I am Jack's complete lack of surprise. - this site is terrific! It's home to printable movie props. I now have Tyler Durden's business card in my purse, and a box of Red Apples on my desk at home. Hidden, in case my parents a) get alarmed I have a pack of cigarettes or b) get alarmed I've printed out and assembled a fictional pack of cigarettes. Either would be pretty bad.

Speaking of seen Fight Club. It wonderful. It would have been more wonderful had certain plot details not been known to me beforehand, but such is life. It probably would rank with my favourite films too had it not been thoroughly spoilt first (hence the title...) doesn't rest on its twist alone, and there are plenty of other great things about it:

1) Marla Singer. Wow. She is so noir. I haven't been bowled over by a character's sense of style since Clem in Eternal Sunshine. Seriously, I still want to die my hair orange/blue after that. Back to Marla - she's just so out of control in an elegant, stylish sort of way and aside from the dash-consumerism theme of the film, has to be one of the best advertisments for smoking ever.

2) Speaking of style, the colour scheme in this film is wonderful. Think the first Matrix, all sickly greens and grubby. Beautiful!

3) The editing. Fantastic. I want to make my editor (my editor in inverted commas. She's an editor as far as I'm a director, which is not saying much...) see it.

4) The script. Some of the best and most savage one liners ever here. Comments about single-serving friends on airplanes, about posessions owning you all ring very true indeed. And the speeches? Ace also. I particularly enjoyed the Narrator's threatening monologue to his boss. Even the indecipherable comments like "I am Jack's tormented spleen" had a certain ring, even if their meaning's not clear.

5) The tagline - "Mischief. Mayhem. Soap." Pure Gilliam.

6) This speech by Brad Pitt aka Tyler Durden: "Is this essential to our survival? In the hunter-gathered sense of the word? No. What are we then? Right. We're consumers. We're by-products of a lifestyle obsession. Murder, crime, poverty -- these things don't concern me. What concerns me is celebrity magazines, television with five hundred channels, some guy's name on my underwear. Rogaine, Viagra, Olestra..."

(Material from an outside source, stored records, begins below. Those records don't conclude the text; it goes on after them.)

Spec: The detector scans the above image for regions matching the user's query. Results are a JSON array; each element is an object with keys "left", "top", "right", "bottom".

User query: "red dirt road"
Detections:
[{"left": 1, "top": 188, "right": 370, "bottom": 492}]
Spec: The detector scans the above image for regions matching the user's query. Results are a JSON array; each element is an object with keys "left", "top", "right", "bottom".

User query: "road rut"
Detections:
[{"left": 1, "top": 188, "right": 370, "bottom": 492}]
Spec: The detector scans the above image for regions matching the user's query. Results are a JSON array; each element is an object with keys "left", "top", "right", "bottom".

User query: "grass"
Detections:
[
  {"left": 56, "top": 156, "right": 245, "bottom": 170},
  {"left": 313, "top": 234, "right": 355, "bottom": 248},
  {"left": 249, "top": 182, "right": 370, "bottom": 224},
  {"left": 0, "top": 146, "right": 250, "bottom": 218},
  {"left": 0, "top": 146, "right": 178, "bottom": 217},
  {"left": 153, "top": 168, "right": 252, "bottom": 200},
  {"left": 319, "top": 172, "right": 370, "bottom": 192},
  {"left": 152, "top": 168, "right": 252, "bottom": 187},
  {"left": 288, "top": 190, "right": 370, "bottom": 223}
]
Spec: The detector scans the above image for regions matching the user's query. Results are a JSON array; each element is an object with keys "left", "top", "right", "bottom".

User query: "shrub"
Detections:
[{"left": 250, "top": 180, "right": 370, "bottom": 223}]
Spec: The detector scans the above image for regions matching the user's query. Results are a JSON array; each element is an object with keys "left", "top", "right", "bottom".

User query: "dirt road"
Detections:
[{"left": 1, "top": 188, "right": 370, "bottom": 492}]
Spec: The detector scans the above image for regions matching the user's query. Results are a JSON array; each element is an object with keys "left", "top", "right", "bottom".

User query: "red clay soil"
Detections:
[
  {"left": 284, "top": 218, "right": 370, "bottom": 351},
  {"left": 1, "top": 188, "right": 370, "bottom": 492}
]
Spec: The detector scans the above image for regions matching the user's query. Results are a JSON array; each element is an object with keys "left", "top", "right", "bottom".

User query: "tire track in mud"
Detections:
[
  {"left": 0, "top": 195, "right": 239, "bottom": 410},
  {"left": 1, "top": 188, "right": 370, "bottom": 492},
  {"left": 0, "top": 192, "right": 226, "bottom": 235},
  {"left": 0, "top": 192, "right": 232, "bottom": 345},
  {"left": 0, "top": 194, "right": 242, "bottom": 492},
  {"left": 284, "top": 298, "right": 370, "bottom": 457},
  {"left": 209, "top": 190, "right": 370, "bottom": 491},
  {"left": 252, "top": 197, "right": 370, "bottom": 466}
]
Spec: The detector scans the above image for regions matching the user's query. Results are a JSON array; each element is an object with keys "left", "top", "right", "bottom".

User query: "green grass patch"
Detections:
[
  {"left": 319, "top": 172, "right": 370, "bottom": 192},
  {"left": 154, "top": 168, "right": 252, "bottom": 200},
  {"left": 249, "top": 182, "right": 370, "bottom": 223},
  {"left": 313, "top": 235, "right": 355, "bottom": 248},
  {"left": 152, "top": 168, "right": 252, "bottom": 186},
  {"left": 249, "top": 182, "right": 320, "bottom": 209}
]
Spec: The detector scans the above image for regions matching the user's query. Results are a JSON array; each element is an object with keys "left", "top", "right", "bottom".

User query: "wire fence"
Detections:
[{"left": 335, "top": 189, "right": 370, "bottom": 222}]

Now Brad was quite good in Fight Club, but he was even better in Twelve Monkeys. This speech by Brad Pitt aka Jeffrey Goines: "We are not productive anymore, they don't need us to make things anymore, it's all automated. What are we for then? We're consumers. Okay, buy a lot of stuff, you're a good citizen. But if you don't buy a lot of stuff, you know what? You're mentally ill! That's a fact! If you don't buy things...toilet paper, new cars, computerized blenders, electrically operated sexual devices... (getting hysterical) SCREWDRIVERS WITH MINIATURE BUILT-IN RADAR DEVICES, STEREO SYSTEMS WITH BRAIN IMPLANTED HEADPHONES, VOICE- ACTIVATED COMPUTERS, AND..."

See where I'm coming from? Somehow, I think Jeffrey might have approved of Tyler. They would have got along well.

7) The DVD warning which flashes before the menu. The mischief begins before the movie...

8) Ooooh...running out of things now. The direction goes without saying, really. It was good. What else can I compliment? Basically, this is one of those rare films which deserves an award nod in every catagory. Except, possibly, best foreign language film, and I'm sure they could get around that somehow.

PS - a friend has decided we should do the Bond marathon. I nodded. What a mistake. I'm quite looking forward to it though...

Final word: My godawful complainin' days are over. At least on this topic. Somehow, a whole cabal of my friends have confessed to really wanting to see Reservoir Dogs, with only a tinsy little bit of pursasion, the odd heavy hint here and there and the occasional outright lie ("It's not that violent" comes top in that line. OK, so it's really not that violent - it's simply the way violence is portrayed which people find disturbing - but I'm not looking forward to defending that corner if by some unhappy chance they suffer from a more delicate stomach than me...I mean, at least there is plot behind the blood unlike, aka, Saw III which I hear has caused faintings throughout the country. Er, yeh. Seriously, it's a sequel sequel - nobody in those cinemas could not know what they were letting themselves in for) Now this, of course, has made me deleriously happy if somewhat uneasy i.e. I'm fine with complete amorality and goodness knows how many swear words, but my friends...well I just don't know.